Kementerian Sosial tahun ini mengusung “Kesetiakawanan Sosial Nasional Perekat Keberagaman” sebagai tema HKSN 2017. Pemilihan tema ini bisa dipahami mengingat belakangan masyarakat Indonesia telah terbagi menjadi dua kubu. Dikotomi ini disebabkan oleh berbagai isu. Perbedaan pandangan politik menjadi sumbangsih utama perpecahan ini.
Kontestasi politik nampaknya belum akan berhenti dalam waktu dekat. Pilkada serentak nampaknya akan jadi ajang pemanasan sebelum bergulirnya pemilu 2019. Polarisasi selalu terjadi, terutama semenjak pemilu 2014. Saat itu masyarakat terbagi menjadi “bani taplak” dan “bani serbet”. Pasca pemilu kondisi tak jua membaik, terlebih lagi saat pemilihan Gubernur Jakarta berlangsung. Sentimen agama dan rasial bahkan mewarnai pertarungan politik tersebut.
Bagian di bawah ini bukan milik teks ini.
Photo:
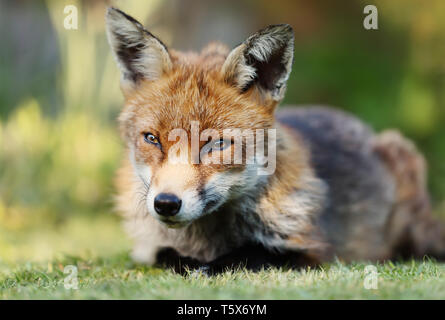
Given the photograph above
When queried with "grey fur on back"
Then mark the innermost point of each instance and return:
(361, 190)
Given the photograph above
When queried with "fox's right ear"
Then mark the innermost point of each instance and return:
(139, 54)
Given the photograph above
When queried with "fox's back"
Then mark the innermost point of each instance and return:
(361, 190)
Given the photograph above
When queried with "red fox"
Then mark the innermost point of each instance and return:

Dampaknya ternyata tak lagi sekedar perbedaan pendapat, jauh lebih dari itu. Perundungan, persekusi, saling ejek bahkan hingga memutus hubungan pertemanan. Tentu ini bukanlah hal yang baik. Semboyan bangsa ini tengah diuji. Benarkah bahwa kita yang berbeda-beda ini tetap satu? Apakah kesetiakawanan kita bisa goyah atau bahkan roboh hanya karena perbedaan? Tentu kita harus optimis dan menunjukan bahwa semboyan tersebut tak cuma isapan jempol belaka.
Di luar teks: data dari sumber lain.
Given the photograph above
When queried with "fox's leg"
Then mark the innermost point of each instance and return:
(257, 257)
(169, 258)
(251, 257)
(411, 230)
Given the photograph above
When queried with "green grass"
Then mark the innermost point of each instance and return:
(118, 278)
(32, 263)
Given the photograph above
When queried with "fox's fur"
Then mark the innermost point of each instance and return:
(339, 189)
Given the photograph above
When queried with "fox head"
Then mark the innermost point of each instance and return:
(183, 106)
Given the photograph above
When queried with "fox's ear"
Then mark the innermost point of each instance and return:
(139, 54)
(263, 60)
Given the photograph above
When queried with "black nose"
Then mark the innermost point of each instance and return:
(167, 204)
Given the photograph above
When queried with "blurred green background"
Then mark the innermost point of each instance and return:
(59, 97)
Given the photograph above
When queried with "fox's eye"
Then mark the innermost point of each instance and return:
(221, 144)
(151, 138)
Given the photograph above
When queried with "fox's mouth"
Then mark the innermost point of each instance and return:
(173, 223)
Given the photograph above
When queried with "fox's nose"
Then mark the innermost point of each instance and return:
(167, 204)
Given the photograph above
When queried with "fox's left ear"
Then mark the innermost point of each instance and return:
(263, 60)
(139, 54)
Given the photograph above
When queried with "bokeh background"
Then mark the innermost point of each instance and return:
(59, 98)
HKSN tahun ini bisa dijadikan sebagai kesempatan memperbaiki hubungan yang telah retak atau setidaknya menjaga hubungan tersebut. Kesetiakawanan merupakan hal yang sangat diperlukan dalam kehidupan sosial. Sebagai mahkluk sosial, kita tak mungkin bisa selamanya hidup sendirian. Akan ada kalanya kita membutuhkan bantuan seorang teman. Oleh karena itu jangan sampai saat kita membutuhkan pertolongan, bantuan tersebut hilang hanya karena perbedaan pandangan politik.
Tentu malu rasanya bila melihat ke belakang para pendahulu kita bisa bersatu dan berjuang bersama demi Indonesia. Tak peduli beda agama, suku, dan ras, mereka semua berjuang demi kemerdekaan Indonesia. Sudah sepantasnya kita kembalikan marwah Indonesia sebagai bangsa yang toleran dan saling menghargai. Bukankah setiap agama mengutamakan perdamaian dalam ajarannya? Lalu mengapa kita sebagai penganutnya justru saling serang hanya karena beda agama.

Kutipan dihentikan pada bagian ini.